実際には、亀がもらったハンディ分の距離を、アキレスと亀の速さの差で割った値が、スタート後にアキレスが亀に追いつくまでの時間となり、その後はアキレスが亀を引き離して先に行くことになるというのが本当のところです。旅人算の解法ではこうですが、数学の手法で方程式を使っても同じ答にたどり着きます。
文章だけで理解することの限界
それでは、私たちはなぜ「アキレスと亀のパラドックス」を、一見本当らしく感じてしまうのでしょうか? それは、現象を「文章」、すなわち言葉で考えているからです。私たち人間の思考の多くは、言葉という道具を使って文章を組み立てることでなされます。しかし、言葉のみによる思考では、実世界に立ち現れる現象を表しきることが難しいことを、この「アキレスと亀のパラドックス」は示しています。
「アキレスと亀のパラドックス」は、図解や数式を使うと簡単に破ることが可能です。しかし、言葉によって組み立てた文章の説明だけで、これを論破することはなかなか難しいのです。
数式や図表で考えると世界は拡がる
現象を数によってとらえる考え方は、ゼノンと同じギリシア哲学者であり、直角三角形の「三平方の定理」で有名なピタゴラスの思想をベースにしていると言われています。ピタゴラスを祖とする、現象を数式というコトバで捉えるという考え方は、中世以降、現代に至るまでの科学技術の発展に大きく寄与しています。
人間の思考は、言語だけで考えているとどうしてもある限界にぶち当たります。言語に加え、数式や図表というコトバを使いこなすことによって、目の前に立ち現れている現象を、うまく説明し、それを使いこなすことができるようになるのです。
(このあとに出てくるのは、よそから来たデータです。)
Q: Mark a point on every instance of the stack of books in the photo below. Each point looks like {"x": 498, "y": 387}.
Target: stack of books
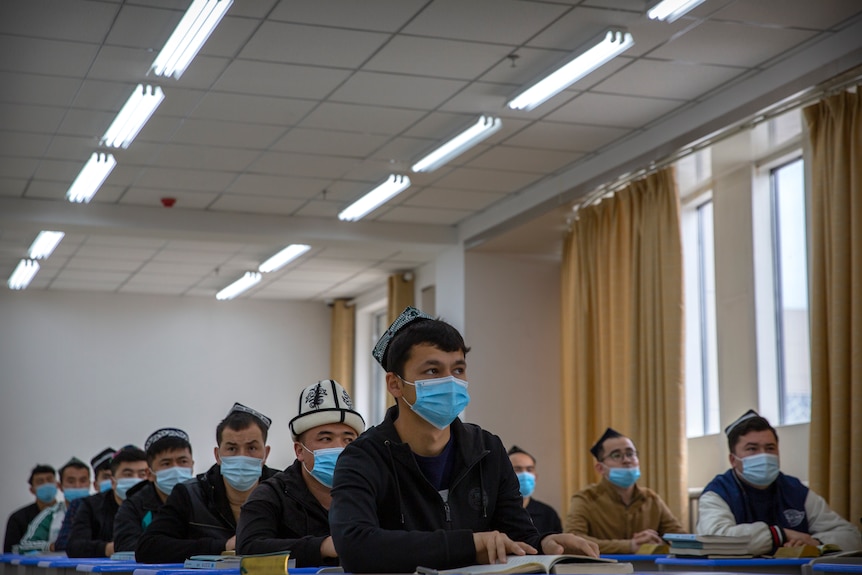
{"x": 707, "y": 546}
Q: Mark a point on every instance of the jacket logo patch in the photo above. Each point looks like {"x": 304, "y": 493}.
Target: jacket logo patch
{"x": 794, "y": 517}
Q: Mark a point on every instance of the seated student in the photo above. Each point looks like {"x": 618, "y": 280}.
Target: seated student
{"x": 169, "y": 460}
{"x": 544, "y": 516}
{"x": 43, "y": 486}
{"x": 200, "y": 515}
{"x": 289, "y": 512}
{"x": 92, "y": 531}
{"x": 101, "y": 464}
{"x": 616, "y": 513}
{"x": 754, "y": 499}
{"x": 423, "y": 488}
{"x": 43, "y": 529}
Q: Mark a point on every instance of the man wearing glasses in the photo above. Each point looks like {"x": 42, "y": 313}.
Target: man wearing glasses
{"x": 615, "y": 512}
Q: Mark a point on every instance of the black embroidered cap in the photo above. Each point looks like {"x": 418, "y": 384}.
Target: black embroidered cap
{"x": 410, "y": 314}
{"x": 747, "y": 415}
{"x": 609, "y": 433}
{"x": 245, "y": 409}
{"x": 325, "y": 402}
{"x": 103, "y": 459}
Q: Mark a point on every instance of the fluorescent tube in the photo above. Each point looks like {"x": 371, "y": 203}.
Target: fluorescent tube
{"x": 382, "y": 193}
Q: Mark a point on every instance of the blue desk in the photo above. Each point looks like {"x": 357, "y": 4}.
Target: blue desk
{"x": 782, "y": 566}
{"x": 640, "y": 562}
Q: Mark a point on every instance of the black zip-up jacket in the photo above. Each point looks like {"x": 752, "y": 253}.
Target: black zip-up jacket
{"x": 283, "y": 515}
{"x": 386, "y": 517}
{"x": 93, "y": 525}
{"x": 137, "y": 512}
{"x": 195, "y": 520}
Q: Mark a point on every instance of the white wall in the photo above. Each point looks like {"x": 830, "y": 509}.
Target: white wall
{"x": 79, "y": 372}
{"x": 513, "y": 326}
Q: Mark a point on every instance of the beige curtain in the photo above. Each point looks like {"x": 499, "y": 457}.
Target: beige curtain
{"x": 342, "y": 346}
{"x": 622, "y": 336}
{"x": 835, "y": 449}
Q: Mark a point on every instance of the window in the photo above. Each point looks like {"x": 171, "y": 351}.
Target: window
{"x": 702, "y": 414}
{"x": 783, "y": 339}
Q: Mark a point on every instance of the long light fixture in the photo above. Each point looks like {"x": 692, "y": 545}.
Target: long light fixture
{"x": 190, "y": 34}
{"x": 91, "y": 178}
{"x": 23, "y": 274}
{"x": 239, "y": 286}
{"x": 394, "y": 185}
{"x": 45, "y": 244}
{"x": 486, "y": 126}
{"x": 670, "y": 10}
{"x": 283, "y": 257}
{"x": 132, "y": 117}
{"x": 600, "y": 51}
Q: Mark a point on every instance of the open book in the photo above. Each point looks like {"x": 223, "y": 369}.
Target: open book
{"x": 540, "y": 564}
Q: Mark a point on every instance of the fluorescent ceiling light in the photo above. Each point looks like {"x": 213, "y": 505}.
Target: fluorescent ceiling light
{"x": 382, "y": 193}
{"x": 91, "y": 178}
{"x": 23, "y": 274}
{"x": 190, "y": 34}
{"x": 239, "y": 286}
{"x": 600, "y": 51}
{"x": 283, "y": 257}
{"x": 486, "y": 126}
{"x": 135, "y": 113}
{"x": 670, "y": 10}
{"x": 44, "y": 244}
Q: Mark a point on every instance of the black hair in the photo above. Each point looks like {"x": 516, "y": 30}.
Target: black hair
{"x": 239, "y": 420}
{"x": 435, "y": 332}
{"x": 127, "y": 454}
{"x": 41, "y": 468}
{"x": 756, "y": 423}
{"x": 169, "y": 443}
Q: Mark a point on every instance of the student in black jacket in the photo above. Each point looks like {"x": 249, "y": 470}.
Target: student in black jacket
{"x": 92, "y": 532}
{"x": 288, "y": 512}
{"x": 423, "y": 488}
{"x": 200, "y": 515}
{"x": 169, "y": 457}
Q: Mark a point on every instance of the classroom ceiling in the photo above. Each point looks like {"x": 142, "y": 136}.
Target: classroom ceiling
{"x": 295, "y": 108}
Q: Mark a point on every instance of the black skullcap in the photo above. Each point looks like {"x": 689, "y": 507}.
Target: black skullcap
{"x": 747, "y": 415}
{"x": 244, "y": 409}
{"x": 103, "y": 459}
{"x": 609, "y": 433}
{"x": 410, "y": 314}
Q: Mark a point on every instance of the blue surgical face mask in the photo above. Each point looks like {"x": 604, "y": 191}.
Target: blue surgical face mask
{"x": 527, "y": 483}
{"x": 124, "y": 484}
{"x": 240, "y": 471}
{"x": 324, "y": 464}
{"x": 47, "y": 492}
{"x": 761, "y": 469}
{"x": 624, "y": 477}
{"x": 73, "y": 493}
{"x": 166, "y": 479}
{"x": 439, "y": 400}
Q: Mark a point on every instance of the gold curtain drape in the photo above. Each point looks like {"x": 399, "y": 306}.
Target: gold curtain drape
{"x": 622, "y": 335}
{"x": 343, "y": 329}
{"x": 835, "y": 448}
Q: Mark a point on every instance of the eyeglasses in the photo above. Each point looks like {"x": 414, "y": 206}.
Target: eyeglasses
{"x": 617, "y": 456}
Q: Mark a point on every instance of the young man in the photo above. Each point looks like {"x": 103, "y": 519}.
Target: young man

これは、セキュリティを考える上でも同様です。言語だけでなく、数式や図表などのコトバを使うことによって、考えることのできる範囲が大きく広がり、さまざまな可能性が出てきます。
「安全・安心」を実現する技術は勝たなければならない
セコムでも、言語に加えて数式や図表など、先人が生み出した考えるための道具を駆使して、「安全・安心」に関する技術の研究開発を行っています。「安全・安心」の分野では、それを実現する技術と、それを破る輩の間で競争がなされており、私たちは、「安全・安心」を破る輩に負けてはならないからです。
イソップ寓話では、足を止めてしまった俊足のウサギが、カメに追い越されてしまっていましたが、私たちはこのウサギになってはいけないのです。セコムが科学技術を重視する理由の一端がご理解いただけるのではないかと思います。